Los fantasmas no podían ver los borradores, unos cien, que había escrito. Su incapacidad para combinar su disculpa, más su amarla, más su desmoronarse sin ella, y todo eso mientras que lo decía de verdad. Sabían, sin duda, cuánto de verdad lo decía: más que nada. Te amo. ¡Te amo! ¿Pero cómo decirlo claro? Nunca parece decirse de verdad; siempre parece retórica: una cifra, un timo, un acento fugaz.
Comenzó a llover, y por fin el perro quierehuesos levantó la vista y empezó a gemir. De vez en cuando se le salía un gallo. Los fantasmas vieron que el dueño, ahí abajo, se había puesto más pálido y más frío; entendieron que habían metido la pata. El dueño llamó: Can Ciénago Da, Can Ciénago Da. Después de que entraron los dos, fue cerrando una por una cada ventana de la casa. Se sentó en su escritorio. Ya pronto, pensó, así que le daría otro intento. Como sea, muy pronto…

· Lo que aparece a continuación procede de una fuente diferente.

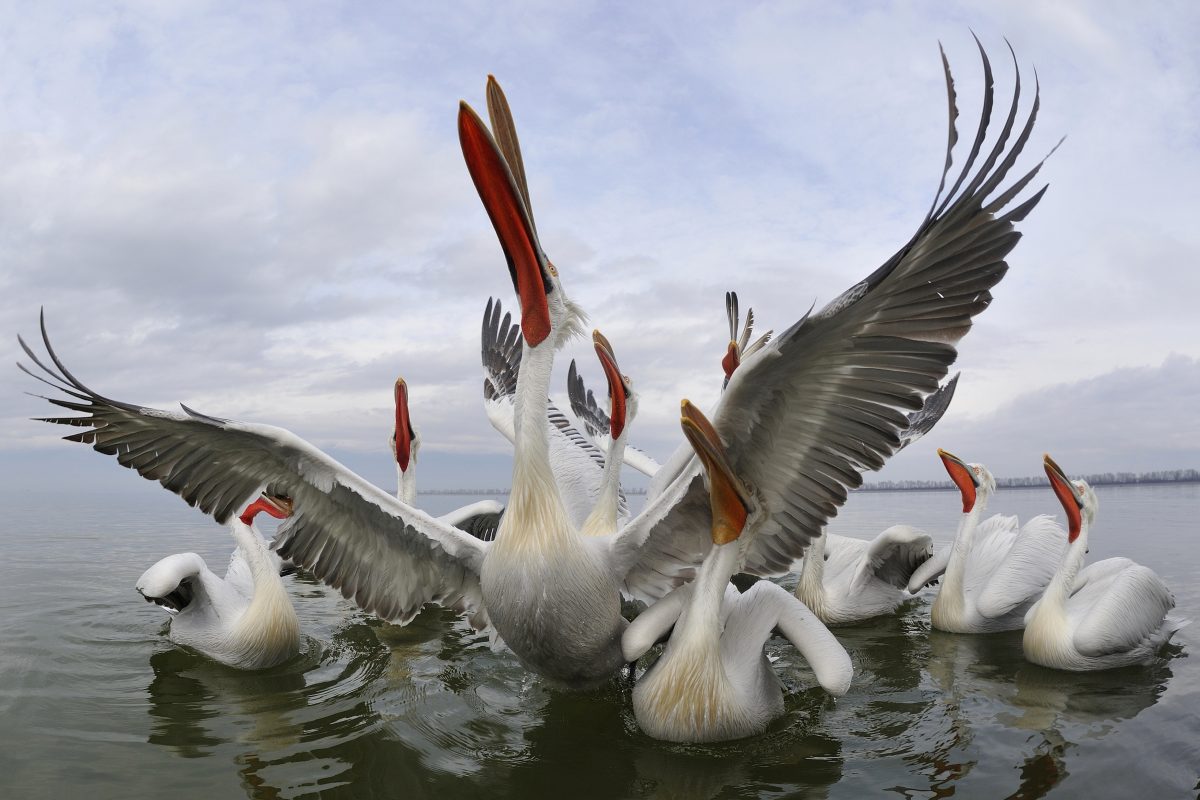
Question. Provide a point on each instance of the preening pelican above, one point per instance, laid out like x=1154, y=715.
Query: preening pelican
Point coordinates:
x=479, y=518
x=799, y=421
x=249, y=627
x=1113, y=613
x=845, y=579
x=713, y=680
x=994, y=571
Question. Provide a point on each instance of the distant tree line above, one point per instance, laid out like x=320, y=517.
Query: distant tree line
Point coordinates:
x=1099, y=479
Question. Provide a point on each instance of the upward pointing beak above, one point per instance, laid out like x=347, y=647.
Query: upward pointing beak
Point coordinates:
x=963, y=477
x=727, y=494
x=617, y=400
x=510, y=216
x=403, y=432
x=1067, y=494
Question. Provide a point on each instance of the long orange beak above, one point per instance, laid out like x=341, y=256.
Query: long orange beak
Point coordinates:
x=617, y=398
x=727, y=494
x=510, y=217
x=961, y=476
x=276, y=506
x=1067, y=495
x=403, y=432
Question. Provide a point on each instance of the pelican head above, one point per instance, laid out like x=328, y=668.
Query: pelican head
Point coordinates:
x=546, y=313
x=729, y=497
x=171, y=583
x=405, y=439
x=622, y=397
x=1078, y=499
x=971, y=479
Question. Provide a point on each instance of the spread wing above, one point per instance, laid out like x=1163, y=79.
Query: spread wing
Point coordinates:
x=577, y=463
x=595, y=422
x=383, y=554
x=923, y=421
x=829, y=397
x=1025, y=570
x=894, y=555
x=1117, y=609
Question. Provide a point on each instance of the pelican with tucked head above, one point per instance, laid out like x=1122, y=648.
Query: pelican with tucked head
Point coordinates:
x=249, y=627
x=1108, y=614
x=713, y=681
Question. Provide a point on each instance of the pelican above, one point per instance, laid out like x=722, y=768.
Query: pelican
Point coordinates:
x=739, y=347
x=622, y=410
x=994, y=570
x=249, y=627
x=479, y=518
x=577, y=462
x=846, y=579
x=713, y=681
x=799, y=420
x=1113, y=613
x=595, y=420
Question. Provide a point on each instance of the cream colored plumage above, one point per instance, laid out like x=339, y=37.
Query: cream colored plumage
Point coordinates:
x=1113, y=613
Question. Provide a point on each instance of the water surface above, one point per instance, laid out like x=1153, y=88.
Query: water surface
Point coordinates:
x=96, y=702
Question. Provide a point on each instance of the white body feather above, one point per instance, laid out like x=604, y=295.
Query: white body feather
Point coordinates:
x=247, y=630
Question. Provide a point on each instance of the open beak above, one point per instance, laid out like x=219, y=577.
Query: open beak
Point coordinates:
x=727, y=494
x=617, y=396
x=513, y=221
x=275, y=505
x=403, y=433
x=963, y=477
x=1068, y=495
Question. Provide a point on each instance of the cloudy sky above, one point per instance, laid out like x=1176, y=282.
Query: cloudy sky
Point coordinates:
x=261, y=210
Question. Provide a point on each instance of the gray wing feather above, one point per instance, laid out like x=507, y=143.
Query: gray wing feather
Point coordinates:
x=387, y=557
x=829, y=397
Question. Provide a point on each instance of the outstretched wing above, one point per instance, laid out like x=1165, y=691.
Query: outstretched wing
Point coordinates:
x=383, y=554
x=577, y=463
x=597, y=423
x=829, y=397
x=923, y=421
x=1026, y=569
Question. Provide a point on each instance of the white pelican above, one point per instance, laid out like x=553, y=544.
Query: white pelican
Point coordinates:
x=595, y=420
x=713, y=680
x=739, y=347
x=801, y=420
x=845, y=579
x=478, y=518
x=994, y=571
x=579, y=464
x=249, y=627
x=1113, y=613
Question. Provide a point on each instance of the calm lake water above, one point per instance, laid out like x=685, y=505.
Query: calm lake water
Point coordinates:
x=96, y=702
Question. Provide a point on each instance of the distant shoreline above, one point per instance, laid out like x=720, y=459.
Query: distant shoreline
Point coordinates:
x=1104, y=479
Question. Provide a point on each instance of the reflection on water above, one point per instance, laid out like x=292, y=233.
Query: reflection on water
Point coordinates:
x=97, y=701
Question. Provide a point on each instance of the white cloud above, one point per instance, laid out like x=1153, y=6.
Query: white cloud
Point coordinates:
x=261, y=210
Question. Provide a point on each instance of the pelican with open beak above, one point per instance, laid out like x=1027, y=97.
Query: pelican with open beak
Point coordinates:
x=713, y=681
x=249, y=627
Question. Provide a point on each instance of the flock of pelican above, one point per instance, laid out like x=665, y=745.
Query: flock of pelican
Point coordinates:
x=749, y=491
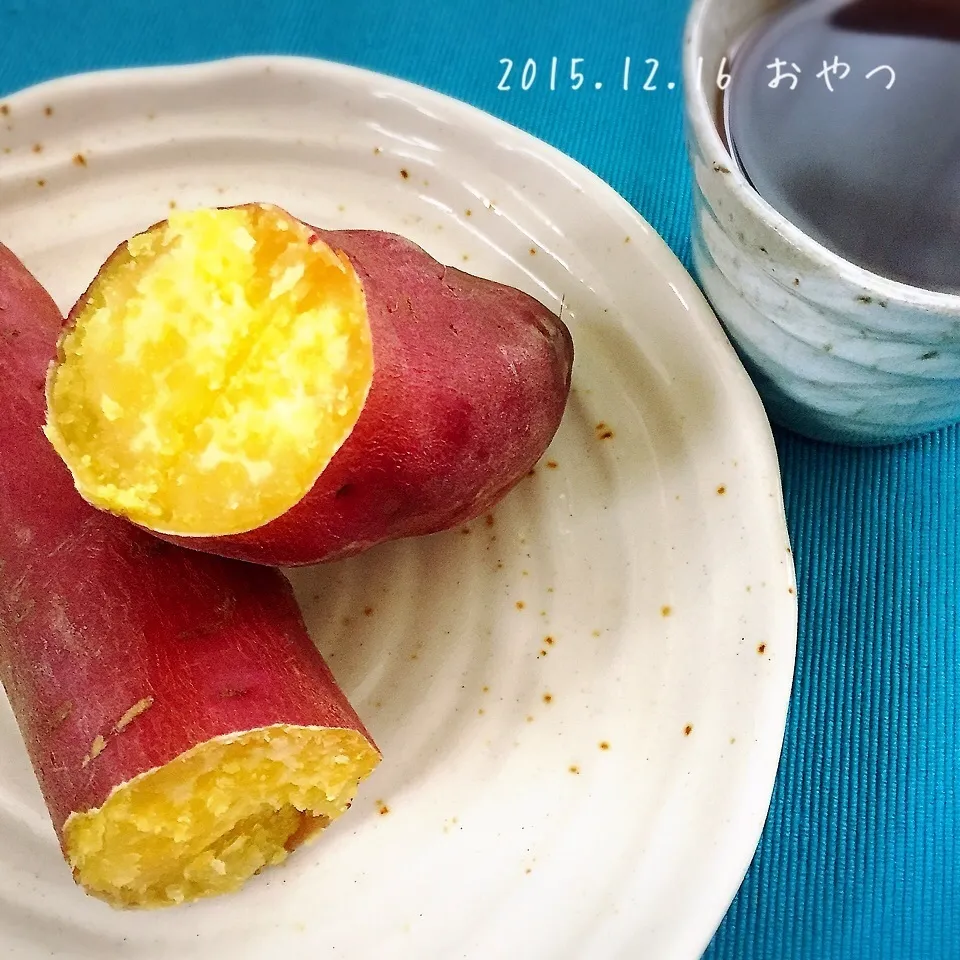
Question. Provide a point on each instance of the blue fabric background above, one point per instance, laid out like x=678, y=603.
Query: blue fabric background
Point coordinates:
x=860, y=854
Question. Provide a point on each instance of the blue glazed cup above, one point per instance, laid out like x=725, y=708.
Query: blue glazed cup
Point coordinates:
x=836, y=352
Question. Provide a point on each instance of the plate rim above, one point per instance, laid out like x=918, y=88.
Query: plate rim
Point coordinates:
x=662, y=257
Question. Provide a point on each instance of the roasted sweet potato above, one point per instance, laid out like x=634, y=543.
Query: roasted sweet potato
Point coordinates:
x=184, y=730
x=247, y=385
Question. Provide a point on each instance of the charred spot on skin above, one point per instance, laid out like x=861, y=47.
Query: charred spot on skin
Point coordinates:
x=141, y=706
x=96, y=748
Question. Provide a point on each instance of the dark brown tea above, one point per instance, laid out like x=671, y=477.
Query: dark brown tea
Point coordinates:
x=845, y=117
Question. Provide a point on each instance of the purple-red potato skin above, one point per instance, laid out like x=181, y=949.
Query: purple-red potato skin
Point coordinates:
x=470, y=382
x=97, y=616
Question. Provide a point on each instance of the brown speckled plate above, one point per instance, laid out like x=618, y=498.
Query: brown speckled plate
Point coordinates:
x=581, y=697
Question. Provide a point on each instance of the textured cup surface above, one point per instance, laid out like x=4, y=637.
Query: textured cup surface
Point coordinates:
x=837, y=353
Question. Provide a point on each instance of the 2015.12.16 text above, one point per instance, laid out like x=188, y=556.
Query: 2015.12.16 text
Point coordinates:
x=573, y=73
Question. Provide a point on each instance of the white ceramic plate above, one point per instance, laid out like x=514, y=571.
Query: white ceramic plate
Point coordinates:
x=581, y=702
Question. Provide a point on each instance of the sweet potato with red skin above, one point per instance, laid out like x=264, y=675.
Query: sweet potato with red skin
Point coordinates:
x=470, y=381
x=120, y=653
x=451, y=423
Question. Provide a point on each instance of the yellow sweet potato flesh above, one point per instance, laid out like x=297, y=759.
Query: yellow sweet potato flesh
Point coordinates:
x=220, y=361
x=207, y=821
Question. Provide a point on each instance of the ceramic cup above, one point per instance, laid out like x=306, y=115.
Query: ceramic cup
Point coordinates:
x=836, y=352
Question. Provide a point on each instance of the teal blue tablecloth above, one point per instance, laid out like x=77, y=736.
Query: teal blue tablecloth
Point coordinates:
x=861, y=854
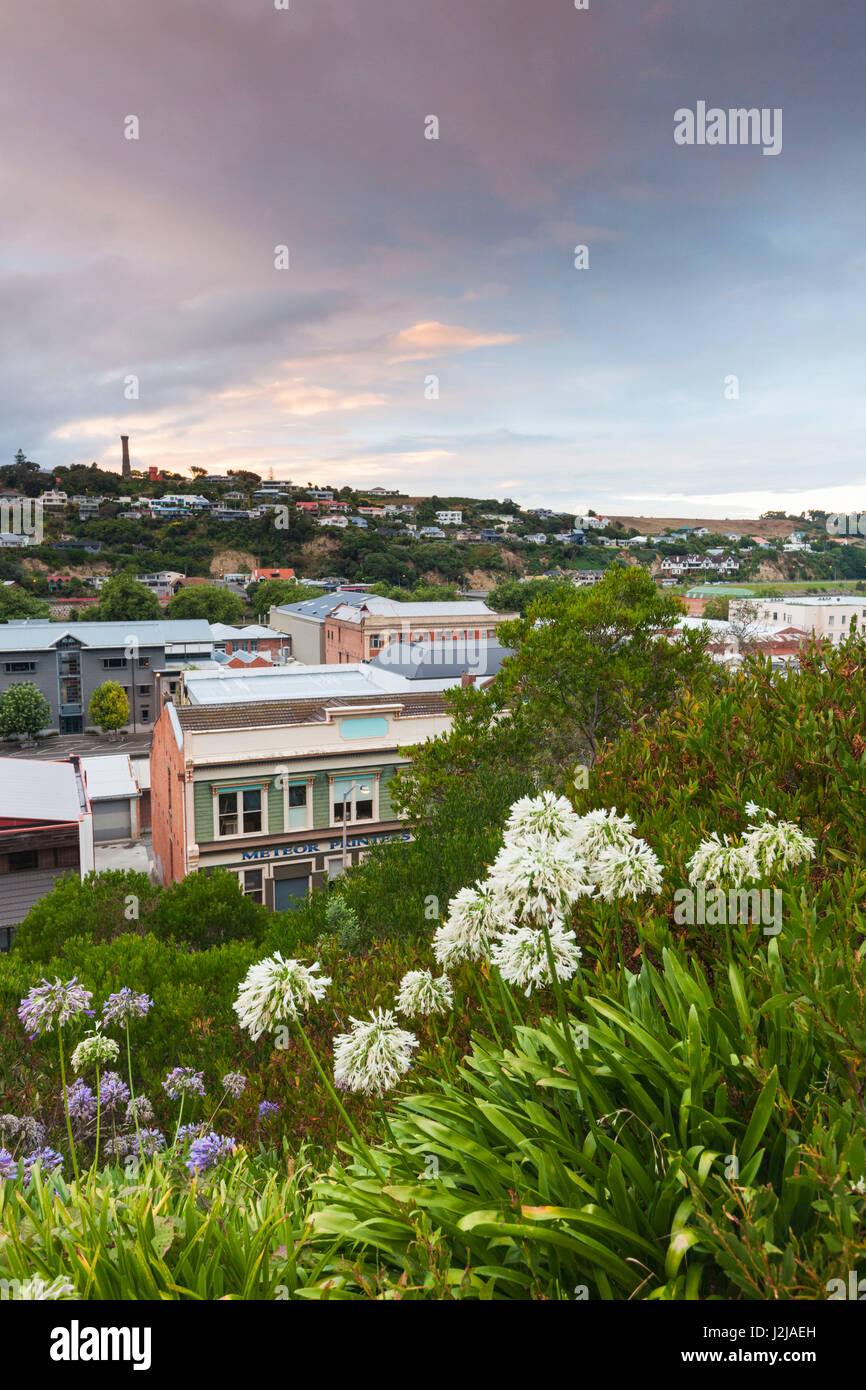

Pero el hueso se quedó afuera, y eso importa—ese hueso ridículo bajo una especie de luna. ¿Te acuerdas de la que se reflejaba en nuestro baño de pájaros? Cuando pusiste tu mano bajo mi trasero, como nunca habías hecho hasta entonces, y esa chachalaca sonó. ¿Nomás seguía chachalaqueando y cagando y chapoteando en la luna? [Se rió.] Esa es la luna. [Señaló al frente y luego tomó mi mano.] ¿Oyes esa noche, a través de la tormenta, mientras la lluvia se acerca? Está muy buena; así la teníamos. Y esos dos o casi tres fantasmas, también se les deja cerrar los ojos; también se les deja imaginar mejores formas de decirlo, porque la noche en sí ya era tan buena.